Aren’t you afraid that now you will become more of competitors than partners?
No - you know, we don’t know what the future holds. I think there’s every reason to believe we’ll continue to work together, but if we didn’t, I’m sure our friendship will endure and Dana will be incredibly successful at what she does and hopefully the same will be true for me.
You have been with the Fox studio for 28 years. What was your most difficult moment during this tenure?
The most difficult moment in 28 years - it’s hard to pick a particular moment, but there have been shows over the years that we just have loved that got cancelled - that was painful. Writers and actors, whom we develop such close relationships with and to see their shows not make it to the next level, I think were probably always the most painful things. But, you know, what’s funny is there’s been so many successes and I’m an optimistic person, who looks forward, and if you ask me to look back at my career, the successes are the ones that stand out for me, not the disappointments.
You have been involved in green lighting such shows as Modern Family, The Americans, Empire, American Horror Story. How easy is it nowadays to find a true hit with this huge competition from TV rivals and streaming giants?
I think the biggest challenge is grabbing the attention of the viewer. You know, you do great shows, but can you communicate to people that there’s something they should watch? It’s why these networks are so important that if you do a drama for FX - we did American Horror Story there - we gave them American Crime Story, the FX audience had trust that FX knew how to put a great drama on and gravitate it to American Crime Story. The Fox Network, one of the things we think about a lot is “What is our brand?”, you know, “What have the audiences come to expect from us?”. So, it’s challenging, and look, the streamers create a great challenge, because they create so much content that they’re making it more competitive to get the word out, but we think with our focus on writers we’re gonna be OK.

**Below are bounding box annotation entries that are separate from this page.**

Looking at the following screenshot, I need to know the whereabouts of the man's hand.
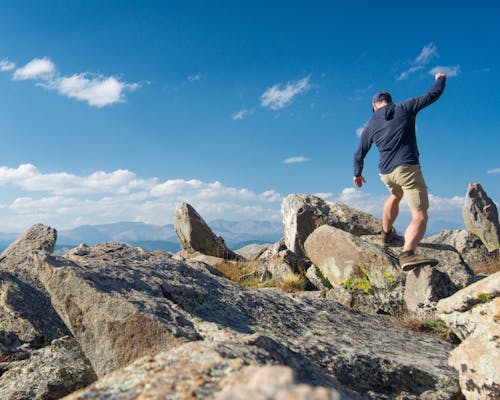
[352,175,366,187]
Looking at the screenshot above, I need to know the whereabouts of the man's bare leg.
[382,194,401,232]
[403,210,428,251]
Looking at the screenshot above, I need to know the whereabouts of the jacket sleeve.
[402,77,446,114]
[353,127,372,176]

Is the future of TV still bright or will it be overshadowed by Netflix, Amazon, Google and Facebook? Do you use personally any of these services?
Yes, I do have all of these services, but I’m very bullish on network television broadcast. I love our structure of delivering episodes weekly. I understand there are certain types of shows that people want to binge, and the heavily serialized shows fit that platform pretty well. But I do think there’s a juiciness to a show that you look forward to all week, you watch and you say “God, I wish there was another one!”, and you know you have to wait and you talk to your spouse, friends and your kids about it, and that carries on for several months. I think that’s among the most powerful platforms you can ever have, because it just builds so much anticipation. In our country, This Is Us, which we make for NBC, just finishing up our second year, is an incredible phenomenon that people talk about at work, and that isn’t going away, and I don’t think the advertising market is going away. So, I believe broadcast television is here to stay - and we have to get better, we have to shorten our ad breaks and declutter our air, but I think it’s a powerful medium.